When I was a kid, I was proclaimed the smartest thing on the planet by my parents and every teacher I ever met. I was constantly told that I was smarter than either of my siblings (and they both graduated with almost perfect grades), and that I was going somewhere great. That is a lot of pressure to put on a kid. I certainly didn’t appreciate it, and I didn’t deal with it very well. The main problem was that being a smart kid usually means getting beaten up and generally picked on almost every day of your life. When you add smart to the already lethal combination of being short with red hair, you are guaranteed to be destroyed.
I was in the Talented and Gifted program, of TAG for short. There were about half a dozen kids from the school who were deemed worthy and we got to get out of class once a week and sit around with some other teacher who ran the program and challenged us to bigger and better things.

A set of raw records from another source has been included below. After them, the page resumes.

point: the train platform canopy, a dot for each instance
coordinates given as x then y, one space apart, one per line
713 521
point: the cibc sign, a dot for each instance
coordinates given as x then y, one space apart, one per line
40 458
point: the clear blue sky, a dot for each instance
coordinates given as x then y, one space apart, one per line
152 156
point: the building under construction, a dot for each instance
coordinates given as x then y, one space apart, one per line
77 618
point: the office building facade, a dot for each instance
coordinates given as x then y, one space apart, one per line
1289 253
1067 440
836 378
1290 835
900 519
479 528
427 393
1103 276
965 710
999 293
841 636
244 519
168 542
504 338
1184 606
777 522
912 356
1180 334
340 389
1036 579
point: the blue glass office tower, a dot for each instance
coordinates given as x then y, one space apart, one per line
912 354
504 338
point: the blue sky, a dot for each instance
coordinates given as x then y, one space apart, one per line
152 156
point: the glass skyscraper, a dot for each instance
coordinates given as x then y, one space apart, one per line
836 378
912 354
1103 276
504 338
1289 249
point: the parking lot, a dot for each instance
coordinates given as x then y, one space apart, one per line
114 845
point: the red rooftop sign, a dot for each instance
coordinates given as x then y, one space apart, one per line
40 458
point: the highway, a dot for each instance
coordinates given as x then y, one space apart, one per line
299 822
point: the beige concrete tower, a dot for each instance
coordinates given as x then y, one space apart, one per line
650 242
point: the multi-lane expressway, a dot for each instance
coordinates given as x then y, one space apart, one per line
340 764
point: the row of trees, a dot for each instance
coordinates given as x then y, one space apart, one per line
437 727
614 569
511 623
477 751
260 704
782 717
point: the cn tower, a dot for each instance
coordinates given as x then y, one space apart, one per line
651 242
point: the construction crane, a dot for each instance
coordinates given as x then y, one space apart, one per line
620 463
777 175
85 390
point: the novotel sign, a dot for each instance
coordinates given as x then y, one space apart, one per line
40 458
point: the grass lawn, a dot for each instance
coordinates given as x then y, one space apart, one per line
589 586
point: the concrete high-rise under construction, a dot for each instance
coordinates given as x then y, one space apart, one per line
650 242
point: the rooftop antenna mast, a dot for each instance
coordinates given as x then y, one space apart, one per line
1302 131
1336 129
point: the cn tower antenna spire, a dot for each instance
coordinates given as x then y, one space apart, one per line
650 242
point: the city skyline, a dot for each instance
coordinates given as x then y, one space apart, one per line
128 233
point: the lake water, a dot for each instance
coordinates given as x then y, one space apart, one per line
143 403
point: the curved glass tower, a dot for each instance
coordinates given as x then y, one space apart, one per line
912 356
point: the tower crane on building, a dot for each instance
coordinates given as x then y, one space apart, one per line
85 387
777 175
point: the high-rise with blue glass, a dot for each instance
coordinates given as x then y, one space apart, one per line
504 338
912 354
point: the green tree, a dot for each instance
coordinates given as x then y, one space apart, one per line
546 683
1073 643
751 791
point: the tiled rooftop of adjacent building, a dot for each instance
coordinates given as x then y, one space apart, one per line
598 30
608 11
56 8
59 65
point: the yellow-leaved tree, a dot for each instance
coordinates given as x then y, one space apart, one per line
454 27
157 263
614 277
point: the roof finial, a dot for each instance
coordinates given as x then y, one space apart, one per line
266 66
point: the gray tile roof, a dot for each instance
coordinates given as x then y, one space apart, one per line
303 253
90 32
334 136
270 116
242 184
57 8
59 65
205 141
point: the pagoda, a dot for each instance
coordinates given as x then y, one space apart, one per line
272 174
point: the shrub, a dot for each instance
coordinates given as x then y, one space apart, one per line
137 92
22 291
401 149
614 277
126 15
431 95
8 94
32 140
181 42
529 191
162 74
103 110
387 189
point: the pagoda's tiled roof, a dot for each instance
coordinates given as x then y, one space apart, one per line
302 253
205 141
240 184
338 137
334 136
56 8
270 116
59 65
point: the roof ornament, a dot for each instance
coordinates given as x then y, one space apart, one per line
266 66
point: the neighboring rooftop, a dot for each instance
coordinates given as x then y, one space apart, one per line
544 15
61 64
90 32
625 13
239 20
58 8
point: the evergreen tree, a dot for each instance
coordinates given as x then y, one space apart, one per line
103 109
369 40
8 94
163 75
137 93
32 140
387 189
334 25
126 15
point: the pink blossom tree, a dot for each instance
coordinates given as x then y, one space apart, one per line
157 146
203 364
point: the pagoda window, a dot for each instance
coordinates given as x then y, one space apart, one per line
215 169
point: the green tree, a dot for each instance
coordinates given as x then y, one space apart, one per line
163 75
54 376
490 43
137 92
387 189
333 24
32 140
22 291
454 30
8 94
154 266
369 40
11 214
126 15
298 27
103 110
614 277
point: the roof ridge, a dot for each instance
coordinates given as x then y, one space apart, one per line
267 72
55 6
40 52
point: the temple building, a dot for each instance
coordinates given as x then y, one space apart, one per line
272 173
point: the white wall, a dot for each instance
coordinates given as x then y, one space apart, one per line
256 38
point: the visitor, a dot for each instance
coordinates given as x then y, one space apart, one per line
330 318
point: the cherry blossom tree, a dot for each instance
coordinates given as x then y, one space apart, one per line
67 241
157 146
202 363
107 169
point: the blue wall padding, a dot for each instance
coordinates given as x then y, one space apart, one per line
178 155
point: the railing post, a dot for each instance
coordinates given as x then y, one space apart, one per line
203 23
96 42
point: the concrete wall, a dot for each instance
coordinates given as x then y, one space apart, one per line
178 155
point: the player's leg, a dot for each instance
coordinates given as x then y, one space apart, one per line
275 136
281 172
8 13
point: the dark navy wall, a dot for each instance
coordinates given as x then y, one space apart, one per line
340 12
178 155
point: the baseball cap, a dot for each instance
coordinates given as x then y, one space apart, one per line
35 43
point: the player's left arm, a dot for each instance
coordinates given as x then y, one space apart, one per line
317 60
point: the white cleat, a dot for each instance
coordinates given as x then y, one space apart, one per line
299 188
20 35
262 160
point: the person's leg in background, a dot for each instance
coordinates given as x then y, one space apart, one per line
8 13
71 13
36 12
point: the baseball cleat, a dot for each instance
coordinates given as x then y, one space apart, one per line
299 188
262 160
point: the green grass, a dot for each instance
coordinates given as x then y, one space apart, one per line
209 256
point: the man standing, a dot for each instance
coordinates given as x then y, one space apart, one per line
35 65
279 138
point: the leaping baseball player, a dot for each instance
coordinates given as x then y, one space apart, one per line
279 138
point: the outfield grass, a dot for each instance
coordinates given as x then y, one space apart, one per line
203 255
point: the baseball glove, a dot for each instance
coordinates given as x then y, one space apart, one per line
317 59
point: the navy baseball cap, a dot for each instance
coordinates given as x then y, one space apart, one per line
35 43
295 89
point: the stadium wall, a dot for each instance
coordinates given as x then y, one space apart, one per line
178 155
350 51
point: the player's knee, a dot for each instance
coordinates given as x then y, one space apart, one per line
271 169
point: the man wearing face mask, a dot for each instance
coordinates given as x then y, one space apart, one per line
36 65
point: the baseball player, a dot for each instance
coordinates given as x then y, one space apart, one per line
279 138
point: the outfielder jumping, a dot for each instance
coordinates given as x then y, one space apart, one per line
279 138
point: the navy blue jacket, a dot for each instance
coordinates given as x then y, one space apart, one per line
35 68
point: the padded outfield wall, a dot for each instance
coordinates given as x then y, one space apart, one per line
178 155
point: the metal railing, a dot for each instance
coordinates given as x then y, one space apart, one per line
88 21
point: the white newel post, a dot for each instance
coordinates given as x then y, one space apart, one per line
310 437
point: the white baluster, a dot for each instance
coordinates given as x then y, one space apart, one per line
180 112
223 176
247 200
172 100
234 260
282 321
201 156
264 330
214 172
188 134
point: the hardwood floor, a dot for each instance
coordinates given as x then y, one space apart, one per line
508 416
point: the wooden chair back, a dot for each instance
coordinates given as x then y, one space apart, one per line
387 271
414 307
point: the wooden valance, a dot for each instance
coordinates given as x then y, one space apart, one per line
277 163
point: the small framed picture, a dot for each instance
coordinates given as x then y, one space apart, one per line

How did I cope with it? Not very well, actually. I didn’t really enjoy being forced to sit in the back of the classroom reading silently while the other kids learned a task that I mastered several months before them. I saw who the cool kids were, and what it took to be one of them. I realized that being smart was not the way to go.
So how do you not be smart, when you already are? You slowly, gradually dumb yourself down to the level of other kids. As you are trying to master being average, you also hone your wit to a cutting edge. You master sarcasm (because no one understands your jokes anyway), and use it as a weapon. Before you know it you are the class clown, and no one really knows why they are laughing at you when they can’t understand your jokes. But you dumb down the jokes enough and people really start laughing. The same people that were beating you up a year before are now laughing at the things you do and say. What a relief! Then you quit the TAG program because it really cramps your style.
It took many years to dumb myself down to the level of people around me, but it worked. I graduated high school with a meager 3.0 average. I didn’t go on to college right away, but worked in dead-end physical labor jobs. Eventually, I went on to college to get a degree in Forestry, not exactly what my parents and teachers thought I would be doing with my life. After all, I was the smartest and most talented child they had ever seen. The only problem was, they hadn’t done the right things to encourage greatness. They pressured for results, instead of encouraging growth and exploration. I felt trapped in a world I didn’t understand, and even worse, I was alone there. Maybe the right kind of environment would have helped propel me to greatness. Maybe I wouldn’t have almost flunked 8th grade because I didn’t care anymore. Maybe I would have aspired to bigger and better things.
But I didn’t. I chose the path of least resistance. I went the way of the clown, the one who everyone wants to be around. I wanted to be accepted way more than I ever wanted to be respected. Friends were more important than grades and accolades.
You want to know something else? I am probably better off because of my choices. My life is great. The only real stress in ly life comes from having 3 (yes, 3) daughters. The stress I feel there is mostly my own fault, because I let the little things bother me, and I am working on letting it go. I just want to enjoy them, not yell at them for making a mess.
So here’s to all the smart kids out there. If you’re lucky, you will figure out that friends and family are way more important than getting straight A’s on your report card. Try to enjoy the little things in life, not fret over them.